JE: I don't. Which is why I'm moving on to Good Morning America. As for the move itself....
I think it's a fascinating time to be entering this media-space. News, like everything else in the vaster-by-the-day television universe, is reshaping itself (and being reshaped) by the day...the hour...the minute. I'm completely excited to be entering the fray...and honored, to have been chosen to join the folks at Times Square every weekday morning. Leaving ESPN will be tough, as I think the production talent there is the best in our business. More important, they're my friends...the people I've worked those ungodly hours with, for half a decade now...and suddenly not seeing so many of them every day will be jarring.
DS: I'm sorry. I took a nap. Anyway, when is your first day?
JE: While unfortunate that the character I'm about to quote from the great "Broadcast News" is Tom Grunnick, played by William Hurt...it struck me, repeatedly, this past week...as the days dwindle...
DS: Oh boy.
JE: Grunnick asks, "What do you do when your real life exceeds your dreams?"

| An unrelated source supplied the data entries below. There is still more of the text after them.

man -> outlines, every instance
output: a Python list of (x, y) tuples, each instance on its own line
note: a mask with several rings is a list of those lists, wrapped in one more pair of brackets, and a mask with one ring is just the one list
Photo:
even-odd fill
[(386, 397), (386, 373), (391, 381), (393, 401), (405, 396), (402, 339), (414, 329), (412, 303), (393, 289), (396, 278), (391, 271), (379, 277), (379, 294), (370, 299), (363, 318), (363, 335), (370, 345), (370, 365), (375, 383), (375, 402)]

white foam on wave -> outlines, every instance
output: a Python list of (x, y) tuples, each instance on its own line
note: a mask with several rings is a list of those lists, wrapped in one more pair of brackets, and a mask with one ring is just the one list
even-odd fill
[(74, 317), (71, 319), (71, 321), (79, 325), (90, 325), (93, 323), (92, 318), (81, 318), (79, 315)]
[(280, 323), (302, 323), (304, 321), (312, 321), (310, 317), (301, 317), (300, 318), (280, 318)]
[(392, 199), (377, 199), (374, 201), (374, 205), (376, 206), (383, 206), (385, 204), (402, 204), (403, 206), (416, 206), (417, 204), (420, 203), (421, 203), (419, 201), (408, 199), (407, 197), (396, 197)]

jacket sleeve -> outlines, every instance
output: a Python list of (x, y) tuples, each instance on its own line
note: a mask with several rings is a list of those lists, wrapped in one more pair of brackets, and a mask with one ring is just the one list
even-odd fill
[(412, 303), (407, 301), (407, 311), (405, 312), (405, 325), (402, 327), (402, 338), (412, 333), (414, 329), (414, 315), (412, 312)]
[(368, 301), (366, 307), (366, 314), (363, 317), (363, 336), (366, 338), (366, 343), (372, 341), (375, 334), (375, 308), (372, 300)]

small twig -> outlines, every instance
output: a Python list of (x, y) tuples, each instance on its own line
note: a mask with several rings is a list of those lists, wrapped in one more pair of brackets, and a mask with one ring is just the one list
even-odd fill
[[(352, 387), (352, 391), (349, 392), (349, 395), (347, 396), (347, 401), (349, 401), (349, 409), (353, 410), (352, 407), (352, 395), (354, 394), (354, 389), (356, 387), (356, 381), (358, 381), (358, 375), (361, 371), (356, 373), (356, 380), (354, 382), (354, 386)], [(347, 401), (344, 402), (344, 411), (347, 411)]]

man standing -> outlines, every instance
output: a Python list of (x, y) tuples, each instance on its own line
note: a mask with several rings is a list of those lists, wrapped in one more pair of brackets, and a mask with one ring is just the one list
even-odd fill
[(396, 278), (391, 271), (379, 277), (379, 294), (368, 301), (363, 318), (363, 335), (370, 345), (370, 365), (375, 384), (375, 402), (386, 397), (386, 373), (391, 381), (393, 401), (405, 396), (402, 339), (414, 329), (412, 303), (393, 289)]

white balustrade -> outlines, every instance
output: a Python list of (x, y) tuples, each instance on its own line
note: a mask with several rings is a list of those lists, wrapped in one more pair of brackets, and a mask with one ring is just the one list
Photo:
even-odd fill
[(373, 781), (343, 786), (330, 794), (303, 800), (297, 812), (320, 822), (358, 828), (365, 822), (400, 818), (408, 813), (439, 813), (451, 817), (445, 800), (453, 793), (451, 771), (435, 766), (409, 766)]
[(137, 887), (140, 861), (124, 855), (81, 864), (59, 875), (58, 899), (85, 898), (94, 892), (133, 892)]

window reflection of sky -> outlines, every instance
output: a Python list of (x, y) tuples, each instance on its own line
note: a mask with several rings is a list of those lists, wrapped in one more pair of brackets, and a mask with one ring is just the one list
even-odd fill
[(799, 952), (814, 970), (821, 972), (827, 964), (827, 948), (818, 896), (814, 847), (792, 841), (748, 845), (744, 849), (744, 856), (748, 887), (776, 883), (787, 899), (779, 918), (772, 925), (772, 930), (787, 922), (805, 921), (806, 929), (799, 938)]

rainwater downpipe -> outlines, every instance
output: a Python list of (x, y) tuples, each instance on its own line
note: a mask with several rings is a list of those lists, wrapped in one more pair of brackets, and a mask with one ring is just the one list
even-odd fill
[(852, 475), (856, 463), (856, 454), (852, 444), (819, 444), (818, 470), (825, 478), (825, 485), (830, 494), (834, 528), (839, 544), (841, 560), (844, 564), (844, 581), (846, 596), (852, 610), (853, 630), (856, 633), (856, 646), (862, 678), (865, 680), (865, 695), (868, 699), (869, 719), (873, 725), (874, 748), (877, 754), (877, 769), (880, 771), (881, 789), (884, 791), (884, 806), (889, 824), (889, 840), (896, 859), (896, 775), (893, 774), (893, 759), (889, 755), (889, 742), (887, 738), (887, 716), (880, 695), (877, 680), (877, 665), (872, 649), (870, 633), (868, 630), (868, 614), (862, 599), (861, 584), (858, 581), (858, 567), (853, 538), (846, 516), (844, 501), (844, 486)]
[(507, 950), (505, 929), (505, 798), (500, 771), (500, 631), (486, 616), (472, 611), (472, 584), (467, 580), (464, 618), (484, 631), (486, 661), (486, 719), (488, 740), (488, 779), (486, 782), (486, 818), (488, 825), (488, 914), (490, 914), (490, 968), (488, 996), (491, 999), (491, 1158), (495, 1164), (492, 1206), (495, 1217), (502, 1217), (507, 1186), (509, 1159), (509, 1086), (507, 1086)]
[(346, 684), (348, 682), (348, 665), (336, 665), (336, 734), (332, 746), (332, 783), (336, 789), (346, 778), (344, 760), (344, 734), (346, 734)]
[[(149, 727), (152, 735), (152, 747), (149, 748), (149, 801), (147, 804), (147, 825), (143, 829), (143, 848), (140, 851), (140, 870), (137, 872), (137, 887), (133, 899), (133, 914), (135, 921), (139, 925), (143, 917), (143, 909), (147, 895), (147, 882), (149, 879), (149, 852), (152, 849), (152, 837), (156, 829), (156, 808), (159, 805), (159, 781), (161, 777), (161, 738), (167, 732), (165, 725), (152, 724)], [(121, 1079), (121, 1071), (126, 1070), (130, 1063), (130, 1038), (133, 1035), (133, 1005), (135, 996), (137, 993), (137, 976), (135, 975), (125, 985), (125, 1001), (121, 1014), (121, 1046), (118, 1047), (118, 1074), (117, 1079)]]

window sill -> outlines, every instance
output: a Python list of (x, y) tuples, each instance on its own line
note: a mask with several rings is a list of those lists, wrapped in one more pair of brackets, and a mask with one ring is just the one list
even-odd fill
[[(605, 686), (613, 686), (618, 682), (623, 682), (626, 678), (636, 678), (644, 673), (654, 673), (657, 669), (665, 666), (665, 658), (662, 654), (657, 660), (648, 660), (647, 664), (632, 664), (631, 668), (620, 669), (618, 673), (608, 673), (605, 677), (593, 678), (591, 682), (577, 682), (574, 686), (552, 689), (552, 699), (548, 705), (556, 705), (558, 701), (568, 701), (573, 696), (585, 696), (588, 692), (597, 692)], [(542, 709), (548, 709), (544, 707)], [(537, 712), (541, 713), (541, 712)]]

JE: I'll find out, beginning two weeks from Monday.
As for Sportscenter...my last day will be next Friday.
DS: Ha. You fucking sap. The custodial staff is just cracking the fuck up. So what was your answer about doinking Hannah Storm? That was a no comment, right?
JE: My best to the custodial staff. It would seem they've the toughest job of all, 'round those parts....
DS: And good luck to you on the Today Show. That should be fun.